Recentemente o chefe de estado português esteve na Suécia e, posteriormente na Dinamarca (um país nórdico que não a Noruega) com o objetivo de promover a nossa economia. O último ato oficial na Suécia de Cavaco Silva foi em Malmoe. De seguida, dirigiu-se para a Dinamarca, para Copenhaga. A distância percorrida foi de escassos quilómetros. É verdade, estas duas cidades da Suécia e Dinamarca estão separadas por pouco mais de uns quantos quilómetros, ligadas através de uma ponte especial. Parece impossível. Trata-se de um complexo e ciclópico rodoferroviário constituída por uma ponte e um túnel submarino, cujo termo técnico é chamado de Ligação de Oresund. A ponte tem uma das mais longas linhas de cabos e fios do mundo com 490 metros. A altura do pilar é o mais elevado, com 204 metros. O comprimento total da ponte é de 7845 metros, aproximadamente metade da distância entre as terras dinamarquesas e suecas, e imagine-se tem um peso de 82 mil toneladas.
A construção deste bólide de engenharia começou em 1995. Muita matemática esteve envolvida nesta obra. A inauguração oficial foi em 1 de junho 2000, com as presenças da rainha Margarida II da Dinamarca e do rei Carlos XVI Gustavo da Suécia. Uma obra real extraordinária que não é uma lenda. O Presidente da República visitou e atravessou esta obra. A probabilidade de um português fazer o mesmo, passar e visitar travessia, é definido como um acontecimento pouco provável, devido aos problemas financeiros que a maioria dos portugueses atravessam.
Apesar de tudo, ficamos todos a aguardar pelos resultados desta visita presidencial. Que ponte estabeleceu Cavaco Silva nesta visita? Que tipo de dados terá usado? Conseguirá Cavaco Silva rachar um dado de forma a obter 13 pontos no lançamento das propostas que apresentou? Que probabilidades terá de ser bem sucedido? Terá levado nesta comitiva algum matemático?
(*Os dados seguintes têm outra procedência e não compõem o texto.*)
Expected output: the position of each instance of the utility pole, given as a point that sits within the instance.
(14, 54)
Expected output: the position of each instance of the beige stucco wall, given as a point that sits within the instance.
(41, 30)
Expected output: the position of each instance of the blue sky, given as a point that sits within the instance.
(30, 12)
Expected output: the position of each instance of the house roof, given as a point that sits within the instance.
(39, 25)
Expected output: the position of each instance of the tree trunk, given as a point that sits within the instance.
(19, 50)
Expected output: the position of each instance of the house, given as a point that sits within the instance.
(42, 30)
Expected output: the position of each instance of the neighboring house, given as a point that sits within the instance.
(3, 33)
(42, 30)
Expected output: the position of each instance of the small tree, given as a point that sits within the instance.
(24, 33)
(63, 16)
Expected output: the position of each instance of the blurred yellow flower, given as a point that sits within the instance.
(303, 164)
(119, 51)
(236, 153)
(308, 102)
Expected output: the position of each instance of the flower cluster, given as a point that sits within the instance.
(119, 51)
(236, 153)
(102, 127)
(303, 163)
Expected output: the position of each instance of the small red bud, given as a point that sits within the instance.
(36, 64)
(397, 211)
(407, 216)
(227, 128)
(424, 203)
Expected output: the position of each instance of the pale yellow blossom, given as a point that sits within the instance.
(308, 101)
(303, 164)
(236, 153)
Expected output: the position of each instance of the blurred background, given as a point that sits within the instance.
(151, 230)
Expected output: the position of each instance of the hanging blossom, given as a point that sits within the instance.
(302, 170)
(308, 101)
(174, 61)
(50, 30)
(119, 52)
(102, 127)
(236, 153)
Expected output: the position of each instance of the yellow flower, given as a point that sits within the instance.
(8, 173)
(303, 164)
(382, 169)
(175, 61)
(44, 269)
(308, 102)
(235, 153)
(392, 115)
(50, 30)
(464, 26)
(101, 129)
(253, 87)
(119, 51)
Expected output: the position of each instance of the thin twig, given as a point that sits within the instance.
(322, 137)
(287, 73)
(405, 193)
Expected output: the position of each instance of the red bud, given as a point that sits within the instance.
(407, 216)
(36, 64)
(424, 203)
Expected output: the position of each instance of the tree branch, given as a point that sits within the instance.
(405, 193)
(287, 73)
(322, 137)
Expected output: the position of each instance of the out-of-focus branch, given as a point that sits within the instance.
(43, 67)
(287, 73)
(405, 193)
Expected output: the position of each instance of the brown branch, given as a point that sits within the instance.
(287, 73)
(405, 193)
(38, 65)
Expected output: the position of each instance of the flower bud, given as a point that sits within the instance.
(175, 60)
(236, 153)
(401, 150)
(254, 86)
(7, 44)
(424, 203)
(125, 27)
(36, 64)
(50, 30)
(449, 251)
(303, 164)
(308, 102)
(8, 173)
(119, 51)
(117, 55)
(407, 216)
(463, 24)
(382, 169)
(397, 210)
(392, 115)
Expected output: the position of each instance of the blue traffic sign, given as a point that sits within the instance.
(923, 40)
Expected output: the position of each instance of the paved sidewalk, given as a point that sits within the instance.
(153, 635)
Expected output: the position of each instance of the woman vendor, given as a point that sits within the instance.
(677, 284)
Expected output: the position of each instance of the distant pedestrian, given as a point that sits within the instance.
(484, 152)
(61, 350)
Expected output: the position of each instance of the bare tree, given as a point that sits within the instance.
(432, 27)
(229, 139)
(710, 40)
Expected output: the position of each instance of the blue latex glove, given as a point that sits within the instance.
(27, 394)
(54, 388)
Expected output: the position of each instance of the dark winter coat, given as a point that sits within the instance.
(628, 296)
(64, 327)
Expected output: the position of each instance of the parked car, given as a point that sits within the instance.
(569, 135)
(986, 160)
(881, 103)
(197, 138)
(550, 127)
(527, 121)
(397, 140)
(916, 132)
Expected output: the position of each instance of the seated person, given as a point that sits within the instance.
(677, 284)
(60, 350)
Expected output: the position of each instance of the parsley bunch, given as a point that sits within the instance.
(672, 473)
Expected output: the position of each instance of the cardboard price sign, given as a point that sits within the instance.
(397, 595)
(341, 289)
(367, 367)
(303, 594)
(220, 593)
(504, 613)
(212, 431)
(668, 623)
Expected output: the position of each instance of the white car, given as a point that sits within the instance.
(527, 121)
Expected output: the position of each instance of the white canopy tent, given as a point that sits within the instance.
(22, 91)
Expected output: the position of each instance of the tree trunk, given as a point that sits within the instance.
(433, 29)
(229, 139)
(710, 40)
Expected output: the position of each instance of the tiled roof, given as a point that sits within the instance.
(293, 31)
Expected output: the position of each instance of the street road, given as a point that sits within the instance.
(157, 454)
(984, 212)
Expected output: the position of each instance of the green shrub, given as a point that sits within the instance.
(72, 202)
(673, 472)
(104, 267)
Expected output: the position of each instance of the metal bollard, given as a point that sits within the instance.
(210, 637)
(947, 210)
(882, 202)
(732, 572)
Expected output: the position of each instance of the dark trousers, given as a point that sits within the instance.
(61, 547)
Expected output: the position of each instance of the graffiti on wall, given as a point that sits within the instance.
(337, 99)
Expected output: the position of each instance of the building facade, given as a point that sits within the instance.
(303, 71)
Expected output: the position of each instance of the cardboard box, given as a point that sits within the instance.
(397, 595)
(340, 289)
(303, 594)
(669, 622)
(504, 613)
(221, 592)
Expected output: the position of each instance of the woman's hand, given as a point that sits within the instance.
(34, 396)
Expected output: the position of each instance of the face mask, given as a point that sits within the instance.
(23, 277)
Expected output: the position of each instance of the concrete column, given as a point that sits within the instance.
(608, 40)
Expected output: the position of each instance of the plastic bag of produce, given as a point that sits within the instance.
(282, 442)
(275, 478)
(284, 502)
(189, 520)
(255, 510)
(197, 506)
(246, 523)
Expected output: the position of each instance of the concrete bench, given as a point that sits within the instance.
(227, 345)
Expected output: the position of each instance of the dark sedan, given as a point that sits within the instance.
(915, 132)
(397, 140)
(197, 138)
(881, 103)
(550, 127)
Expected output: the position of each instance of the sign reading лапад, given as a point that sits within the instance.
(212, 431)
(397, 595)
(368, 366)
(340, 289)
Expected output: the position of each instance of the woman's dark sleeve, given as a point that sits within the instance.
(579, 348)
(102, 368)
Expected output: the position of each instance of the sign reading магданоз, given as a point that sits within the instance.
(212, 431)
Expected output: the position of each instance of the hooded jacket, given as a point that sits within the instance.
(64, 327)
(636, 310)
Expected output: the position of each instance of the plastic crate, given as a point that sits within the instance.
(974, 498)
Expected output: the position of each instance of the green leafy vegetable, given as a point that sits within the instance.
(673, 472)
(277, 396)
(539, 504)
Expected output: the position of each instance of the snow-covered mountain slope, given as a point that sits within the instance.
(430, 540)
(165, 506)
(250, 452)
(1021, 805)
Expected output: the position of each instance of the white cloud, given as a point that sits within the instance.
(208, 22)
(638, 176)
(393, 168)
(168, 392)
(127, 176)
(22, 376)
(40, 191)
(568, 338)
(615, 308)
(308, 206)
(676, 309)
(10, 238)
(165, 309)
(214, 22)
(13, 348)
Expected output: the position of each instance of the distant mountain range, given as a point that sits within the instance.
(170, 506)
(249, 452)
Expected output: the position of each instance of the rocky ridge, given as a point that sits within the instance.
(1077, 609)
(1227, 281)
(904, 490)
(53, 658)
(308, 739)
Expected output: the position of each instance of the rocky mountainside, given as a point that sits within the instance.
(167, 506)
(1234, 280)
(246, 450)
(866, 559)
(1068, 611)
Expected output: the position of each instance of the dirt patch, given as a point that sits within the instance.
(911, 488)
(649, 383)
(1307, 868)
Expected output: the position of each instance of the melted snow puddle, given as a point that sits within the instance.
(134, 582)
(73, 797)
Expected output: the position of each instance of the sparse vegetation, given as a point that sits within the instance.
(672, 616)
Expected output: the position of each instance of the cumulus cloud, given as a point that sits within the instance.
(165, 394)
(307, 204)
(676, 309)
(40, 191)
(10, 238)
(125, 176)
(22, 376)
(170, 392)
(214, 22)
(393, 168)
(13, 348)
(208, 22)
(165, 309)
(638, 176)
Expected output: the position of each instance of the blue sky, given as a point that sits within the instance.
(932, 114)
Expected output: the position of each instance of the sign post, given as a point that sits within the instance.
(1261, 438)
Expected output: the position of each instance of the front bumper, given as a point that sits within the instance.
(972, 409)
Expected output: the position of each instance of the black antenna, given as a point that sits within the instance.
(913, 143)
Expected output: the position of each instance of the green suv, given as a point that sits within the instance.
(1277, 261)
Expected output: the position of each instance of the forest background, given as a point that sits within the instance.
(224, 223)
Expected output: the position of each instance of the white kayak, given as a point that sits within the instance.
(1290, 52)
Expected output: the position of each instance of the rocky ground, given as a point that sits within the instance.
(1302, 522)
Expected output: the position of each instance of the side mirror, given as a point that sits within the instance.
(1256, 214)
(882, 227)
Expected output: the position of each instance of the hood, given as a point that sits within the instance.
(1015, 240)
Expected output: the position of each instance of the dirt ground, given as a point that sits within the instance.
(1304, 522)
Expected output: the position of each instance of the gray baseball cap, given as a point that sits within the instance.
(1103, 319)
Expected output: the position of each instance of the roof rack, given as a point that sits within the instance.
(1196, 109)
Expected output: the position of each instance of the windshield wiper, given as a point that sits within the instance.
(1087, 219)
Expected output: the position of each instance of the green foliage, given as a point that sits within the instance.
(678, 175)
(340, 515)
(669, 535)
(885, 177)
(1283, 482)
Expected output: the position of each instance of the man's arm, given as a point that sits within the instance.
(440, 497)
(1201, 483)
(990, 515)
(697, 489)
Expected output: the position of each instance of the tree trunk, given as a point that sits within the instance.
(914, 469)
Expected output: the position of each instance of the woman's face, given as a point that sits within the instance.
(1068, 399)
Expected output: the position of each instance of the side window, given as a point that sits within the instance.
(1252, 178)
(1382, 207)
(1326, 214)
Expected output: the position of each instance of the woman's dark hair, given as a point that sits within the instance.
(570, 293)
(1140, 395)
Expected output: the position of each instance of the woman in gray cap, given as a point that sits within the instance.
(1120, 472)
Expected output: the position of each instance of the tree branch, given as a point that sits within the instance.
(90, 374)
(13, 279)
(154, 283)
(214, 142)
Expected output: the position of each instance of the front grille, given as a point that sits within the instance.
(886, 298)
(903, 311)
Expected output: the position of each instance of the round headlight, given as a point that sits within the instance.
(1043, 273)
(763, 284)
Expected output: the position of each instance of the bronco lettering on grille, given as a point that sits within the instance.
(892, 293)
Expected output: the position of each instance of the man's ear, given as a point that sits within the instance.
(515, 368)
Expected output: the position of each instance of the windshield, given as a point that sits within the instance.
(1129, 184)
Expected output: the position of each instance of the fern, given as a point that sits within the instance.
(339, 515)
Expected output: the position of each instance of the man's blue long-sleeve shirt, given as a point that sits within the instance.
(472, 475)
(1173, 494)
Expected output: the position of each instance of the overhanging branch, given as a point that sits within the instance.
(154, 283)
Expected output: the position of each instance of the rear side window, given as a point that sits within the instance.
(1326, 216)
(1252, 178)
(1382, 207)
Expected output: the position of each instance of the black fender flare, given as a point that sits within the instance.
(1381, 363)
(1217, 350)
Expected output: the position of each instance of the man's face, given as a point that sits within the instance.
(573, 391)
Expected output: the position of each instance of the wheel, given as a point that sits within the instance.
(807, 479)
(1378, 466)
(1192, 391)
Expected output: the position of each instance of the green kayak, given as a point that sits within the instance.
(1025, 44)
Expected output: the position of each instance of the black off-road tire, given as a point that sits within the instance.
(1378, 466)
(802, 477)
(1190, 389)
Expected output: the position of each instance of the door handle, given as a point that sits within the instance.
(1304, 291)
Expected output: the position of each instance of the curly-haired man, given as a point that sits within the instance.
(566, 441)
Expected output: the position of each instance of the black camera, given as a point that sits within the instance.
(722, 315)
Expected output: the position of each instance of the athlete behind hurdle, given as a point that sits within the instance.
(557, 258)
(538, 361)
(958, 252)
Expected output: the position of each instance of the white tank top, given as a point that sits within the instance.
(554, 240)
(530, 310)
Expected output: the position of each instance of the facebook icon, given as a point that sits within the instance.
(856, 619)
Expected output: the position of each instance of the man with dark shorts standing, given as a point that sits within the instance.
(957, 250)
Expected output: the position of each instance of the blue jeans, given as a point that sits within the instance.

Esperemos que esta visita não se transforme numa lenda nórdica...e possa significar algo de novo para Portugal. Já Fernando Pessoa dizia que “há um tempo em que é preciso abandonar as roupas usadas, que já têm a forma do nosso corpo, e esquecer os nossos caminhos, que nos levam sempre aos mesmos lugares. É o tempo da travessia e, se não ousarmos fazê-la, teremos ficado, para sempre, à margem de nós mesmos”.